Stable Sparse Subspace Embedding for Dimensionality Reduction
- URL: http://arxiv.org/abs/2002.02844v1
- Date: Fri, 7 Feb 2020 15:30:22 GMT
- Title: Stable Sparse Subspace Embedding for Dimensionality Reduction
- Authors: Li Chen, Shuizheng Zhou, Jiajun Ma
- Abstract summary: This paper builds a stable sparse subspace embedded matrix based on random sampling without replacement in statistics.
It is proved that the S-SSE is stabler than the existing matrix, and it can maintain Euclidean distance between points well after dimension reduction.

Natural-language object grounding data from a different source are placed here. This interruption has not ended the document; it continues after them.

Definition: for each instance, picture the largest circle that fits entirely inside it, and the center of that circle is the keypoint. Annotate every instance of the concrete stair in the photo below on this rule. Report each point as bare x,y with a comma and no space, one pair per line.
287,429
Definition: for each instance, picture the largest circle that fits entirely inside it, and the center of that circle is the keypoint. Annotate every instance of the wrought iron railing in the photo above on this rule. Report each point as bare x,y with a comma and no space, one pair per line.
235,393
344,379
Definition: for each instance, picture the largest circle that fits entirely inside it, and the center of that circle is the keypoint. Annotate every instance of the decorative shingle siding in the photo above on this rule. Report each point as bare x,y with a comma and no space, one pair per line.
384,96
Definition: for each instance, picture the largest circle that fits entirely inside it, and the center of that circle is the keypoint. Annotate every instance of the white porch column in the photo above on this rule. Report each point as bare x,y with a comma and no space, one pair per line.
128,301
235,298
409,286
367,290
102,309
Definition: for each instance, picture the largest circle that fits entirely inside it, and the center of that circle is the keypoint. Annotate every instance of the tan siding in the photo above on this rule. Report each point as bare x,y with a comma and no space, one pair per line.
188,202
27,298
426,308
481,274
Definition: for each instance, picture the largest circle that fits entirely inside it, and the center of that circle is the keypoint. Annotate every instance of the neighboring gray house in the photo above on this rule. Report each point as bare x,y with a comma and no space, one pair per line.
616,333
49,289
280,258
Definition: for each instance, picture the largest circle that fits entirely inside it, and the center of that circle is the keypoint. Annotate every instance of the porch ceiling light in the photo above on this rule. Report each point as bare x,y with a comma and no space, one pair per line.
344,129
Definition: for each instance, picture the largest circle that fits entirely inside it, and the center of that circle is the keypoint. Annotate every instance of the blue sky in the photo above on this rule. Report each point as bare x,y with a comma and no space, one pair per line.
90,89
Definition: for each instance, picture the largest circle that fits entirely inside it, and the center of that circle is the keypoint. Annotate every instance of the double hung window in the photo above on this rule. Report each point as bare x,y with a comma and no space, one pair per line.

- Score: 9.033485533901658
- License: http://arxiv.org/licenses/nonexclusive-distrib/1.0/
- Abstract: Sparse random projection (RP) is a popular tool for dimensionality reduction
that shows promising performance with low computational complexity. However, in
the existing sparse RP matrices, the positions of non-zero entries are usually
randomly selected. Although they adopt uniform sampling with replacement, due
to large sampling variance, the number of non-zeros is uneven among rows of the
projection matrix which is generated in one trial, and more data information
may be lost after dimension reduction. To break this bottleneck, based on
random sampling without replacement in statistics, this paper builds a stable
sparse subspace embedded matrix (S-SSE), in which non-zeros are uniformly
distributed. It is proved that the S-SSE is stabler than the existing matrix,
and it can maintain Euclidean distance between points well after dimension
reduction. Our empirical studies corroborate our theoretical findings and
demonstrate that our approach can indeed achieve satisfactory performance.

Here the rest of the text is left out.